Alla base del taxi rosa c'è la volontà "di garantire quel senso di protezione troppe volte messo in discussione per le strade de Il Cairo. Le nostre auto sono dotate di un codice identificativo e di un GPS per essere facilmente identificate" dice Fawzy.
Con quasi sedicimila sostenitrici e sostenitori del profilo Facebookl'idea di un servizio di trasporto fatto e riservato a sole donne ha però incontrato molte critiche. Per Nihad Abul Komsan, avvocata e direttrice del Centro egiziano per i diritti delle donne (ECWR) "l'idea di un taxi rivolto solo alle donne può aiutarle a sentirsi più sicure, ma se guardiamo un pochino oltre, si continua in realtà a promuovere quella segregazione di genere che noi tutte stiamo cercando di cancellare- e continua- i taxi rosa non combattono, ma fortificano l'isolamento della donna egiziana che da molto tempo vive in spazi solo a lei riservati nei luoghi comunemente pubblici come le piscine o le spiagge".
Dello stesso parere è anche Azza Kamel, attivista per i diritti femminili e responsabile del Centro di tecniche appropriate di comunicazione de Il Cairo (ACT) secondo la quale "il taxi rosa incoraggia la divisione tra i sessi nella società. Le donne hanno il diritto di sentirsi al sicuro mentre gli uomini sono in giro. Si tratta di una società fatta di uomini e donne e devono coesistere in modo sicuro".

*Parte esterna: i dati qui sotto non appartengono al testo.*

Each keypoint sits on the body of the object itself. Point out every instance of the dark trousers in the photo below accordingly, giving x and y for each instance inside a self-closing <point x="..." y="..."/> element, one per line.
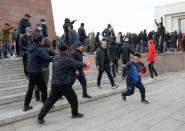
<point x="152" y="69"/>
<point x="45" y="73"/>
<point x="114" y="67"/>
<point x="25" y="60"/>
<point x="35" y="79"/>
<point x="131" y="88"/>
<point x="83" y="82"/>
<point x="17" y="46"/>
<point x="107" y="69"/>
<point x="56" y="92"/>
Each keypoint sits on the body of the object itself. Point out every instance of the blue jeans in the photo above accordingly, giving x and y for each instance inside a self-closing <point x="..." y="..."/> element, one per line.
<point x="145" y="46"/>
<point x="6" y="48"/>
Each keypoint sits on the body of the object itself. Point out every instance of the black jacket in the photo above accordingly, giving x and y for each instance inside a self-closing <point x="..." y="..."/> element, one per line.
<point x="24" y="43"/>
<point x="77" y="55"/>
<point x="63" y="67"/>
<point x="126" y="51"/>
<point x="100" y="57"/>
<point x="23" y="24"/>
<point x="37" y="57"/>
<point x="114" y="51"/>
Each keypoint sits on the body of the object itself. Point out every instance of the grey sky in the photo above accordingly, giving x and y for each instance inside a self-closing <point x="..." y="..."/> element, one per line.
<point x="123" y="15"/>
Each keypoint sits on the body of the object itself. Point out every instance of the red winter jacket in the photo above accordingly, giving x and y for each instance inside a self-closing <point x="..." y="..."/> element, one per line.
<point x="151" y="51"/>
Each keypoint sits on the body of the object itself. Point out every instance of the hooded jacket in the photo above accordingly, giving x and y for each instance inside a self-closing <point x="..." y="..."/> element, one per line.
<point x="37" y="57"/>
<point x="63" y="69"/>
<point x="151" y="51"/>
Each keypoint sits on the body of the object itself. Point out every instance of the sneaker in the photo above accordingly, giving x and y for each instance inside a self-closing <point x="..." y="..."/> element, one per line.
<point x="99" y="86"/>
<point x="87" y="96"/>
<point x="40" y="121"/>
<point x="27" y="108"/>
<point x="77" y="116"/>
<point x="123" y="97"/>
<point x="115" y="86"/>
<point x="151" y="79"/>
<point x="145" y="101"/>
<point x="6" y="57"/>
<point x="158" y="78"/>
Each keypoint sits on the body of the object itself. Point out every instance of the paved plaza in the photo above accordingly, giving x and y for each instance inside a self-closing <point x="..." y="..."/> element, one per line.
<point x="166" y="112"/>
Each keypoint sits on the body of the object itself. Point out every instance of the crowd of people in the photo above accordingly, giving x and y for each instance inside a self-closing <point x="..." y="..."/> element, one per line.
<point x="35" y="49"/>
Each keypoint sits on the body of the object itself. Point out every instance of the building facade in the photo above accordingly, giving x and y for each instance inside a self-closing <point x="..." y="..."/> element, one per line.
<point x="173" y="16"/>
<point x="12" y="11"/>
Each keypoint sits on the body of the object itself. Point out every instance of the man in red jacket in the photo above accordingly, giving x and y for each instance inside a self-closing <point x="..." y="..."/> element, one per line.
<point x="151" y="59"/>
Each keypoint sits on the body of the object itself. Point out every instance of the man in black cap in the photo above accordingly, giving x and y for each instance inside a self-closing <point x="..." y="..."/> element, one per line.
<point x="103" y="64"/>
<point x="37" y="56"/>
<point x="5" y="39"/>
<point x="44" y="27"/>
<point x="77" y="54"/>
<point x="23" y="24"/>
<point x="67" y="24"/>
<point x="63" y="67"/>
<point x="25" y="42"/>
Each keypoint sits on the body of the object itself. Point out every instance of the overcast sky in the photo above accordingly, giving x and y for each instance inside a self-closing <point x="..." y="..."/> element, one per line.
<point x="123" y="15"/>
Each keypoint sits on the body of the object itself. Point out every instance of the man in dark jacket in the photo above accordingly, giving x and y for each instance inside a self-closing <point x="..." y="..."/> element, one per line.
<point x="36" y="57"/>
<point x="67" y="24"/>
<point x="44" y="27"/>
<point x="23" y="24"/>
<point x="114" y="51"/>
<point x="82" y="34"/>
<point x="5" y="39"/>
<point x="73" y="38"/>
<point x="45" y="68"/>
<point x="126" y="51"/>
<point x="77" y="54"/>
<point x="63" y="67"/>
<point x="96" y="43"/>
<point x="108" y="32"/>
<point x="25" y="42"/>
<point x="145" y="41"/>
<point x="103" y="64"/>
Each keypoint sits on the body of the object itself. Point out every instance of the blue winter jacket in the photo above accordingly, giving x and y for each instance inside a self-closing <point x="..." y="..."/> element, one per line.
<point x="37" y="57"/>
<point x="132" y="71"/>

Tra le critiche avanzate c'è anche l'idea che il taxi rosa può essere ad uso e consumo solo delle donne che appartengono alle classi più agiate, allargando di fatto il divario economico tra la popolazione dal momento che l'iniziativa ignora tutte le ragazze e le signore che ogni giorno prendono la metro o i pullman pubblici e non possono permettersi un mezzo di trasporto privato. Tuttavia le associazioni femminili e le attiviste egiziane sono concordi sul fatto che un'iniziativa del genere non può essere efficace se la legge che già c'è non viene applicata in ogni singolo caso di violenza. In Egitto la legge contro le molestie verbali e fisiche è stata promulgata nel giugno 2014 e prevede una pena detentiva che va dai sei mesi ai sei anni di carcere ed il pagamento di una multa che va dalle 5 mila fino alle 50 mila lire egiziane. Secondo il report delle Nazioni Unite del 2013 oltre il 90% delle donne egiziane tra i 10 e i 35 anni d'età ha subito una molestia fisica o verbale dall'inizio della Rivoluzione del 2011. Sempre nel 2014 la ricerca della Fondazione Reuters "Women rights in the Arab contries" definisce l'Egitto il peggior Paese tra i ventidue Stati della Lega Araba dove essere donna a causa dell'endemico problema delle molestie sessuali e dell'alto tasso di mutilazioni genitali.